Colorado State University Veterinary Program Reductions Will Not Impact Animal Care and Customer Service

Colorado State University announced today that the James L. Voss Veterinary Teaching Hospital – due to a revenue shortfall brought on by the weakened economy – will eliminate eight positions.

This number of jobs lost has been reduced from preliminary projections based on the hospital’s ability to transfer employees to open positions in other departments of the university and measures to streamline operational costs. Reductions will not impact animal care or customer service, which are foundations of the top-ranking hospital’s success and funding priorities.

"During this difficult process, hospital officials were emphatic that customer service and animal care not be impacted by reductions," said Dr. David Lee, director of the teaching hospital. "Our reputation for providing exceptional care to animals, particularly to those animals which have difficult cases, as well as our commitment to provide each of our customers with the best service available, is critical to the ongoing success of our hospital."

The hospital has reduced operational expenses, placed five employees in different university departments and will eliminate eight full and part-time positions, adding up to a total of a little more than five full-time positions, over the next 12 weeks. Some employees also opted for reduced hours as an additional cost-saving measure for the hospital. Employees impacted by the budget reduction by position eliminations will receive assistance from the teaching hospital in locating other comparable job opportunities.

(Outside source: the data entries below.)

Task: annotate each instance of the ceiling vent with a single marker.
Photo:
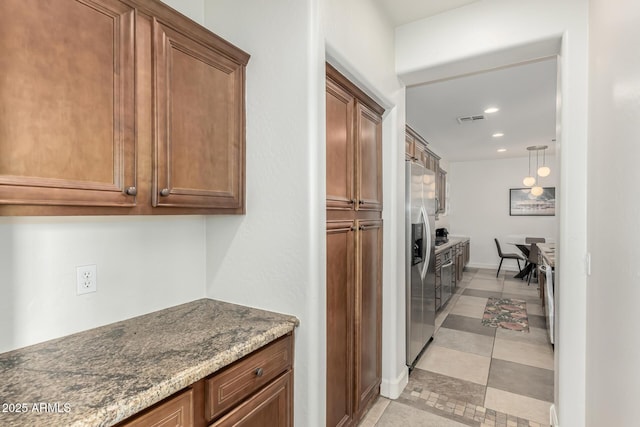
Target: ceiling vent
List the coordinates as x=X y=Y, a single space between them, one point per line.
x=470 y=119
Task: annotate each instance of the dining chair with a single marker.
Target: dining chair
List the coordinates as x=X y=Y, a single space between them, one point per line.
x=504 y=256
x=529 y=240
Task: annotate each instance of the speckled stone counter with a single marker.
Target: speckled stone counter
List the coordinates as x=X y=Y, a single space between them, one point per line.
x=104 y=375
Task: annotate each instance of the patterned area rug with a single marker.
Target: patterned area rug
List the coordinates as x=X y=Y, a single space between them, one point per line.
x=506 y=313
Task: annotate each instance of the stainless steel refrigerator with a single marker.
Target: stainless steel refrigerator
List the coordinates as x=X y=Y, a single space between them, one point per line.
x=420 y=185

The revenue shortfall is attributed to the overall economic downturn, which impacts hospital income because clients are opting out of complex and comprehensive treatments for their animals. Because of the hospital’s cutting-edge facilities and treatments, many animal owners are referred to the hospital by family veterinarians and other veterinary experts for additional expertise when the animal’s case become complex and requires more extensive care.

The hospital is part of the university’s College of Veterinary Medicine and Biomedical Sciences, which is supported by tuition and state funds. The drop in revenue at the teaching hospital is reflective of a trend occurring across the board in other veterinary practices along the Front Range, said Thom Hadley, assistant to the dean for business, finance and information technology.

The hospital, which is part of a nationally-ranked veterinary medicine and biomedical sciences program at the university, is unique to the university because it is dependent upon customers for the majority of its revenue, yet it is required by law, as part of the larger university, to balance its budget each fiscal year. The hospital does not fund salaries for faculty veterinarians, although those veterinarians staff the hospital and teach upper-level students while treating individual animal patients.

Some of the hospital’s clients are referred from around the nation, including animal patients in the hospital’s ground-breaking Animal Cancer Center, while other animal patients with complex cases are generated by referrals from veterinarians along the Front Range.

Positions impacted by elimination were reduced without directly impacting health, safety, animal care and customer service at the hospital. A variety of positions, ranging from veterinary technicians to administrative support, were impacted. Other reductions included reducing funds for students working on an hourly basis at the hospital and streamlining operational expenses.

"Any loss of staff is painful," said Lee. "However, just like private industry, we must adjust to economic realities."

The James L. Voss Veterinary Teaching Hospital has about 135 staff members and 55 faculty with an annual budget of $10.3 million. Revenue shortfall from fiscal year 2003-2004 is projected to be approximately $800,000, and the hospital is required by law to balance its budget by June 30, 2004, the end of this fiscal year. The hospital receives approximately $313,000 from state funds. The rest of the budget is generated by animal patient care. Salaries of veterinarian faculty who staff the hospital are funded by tuition revenue through the College of Veterinary Medicine and Biomedical Sciences.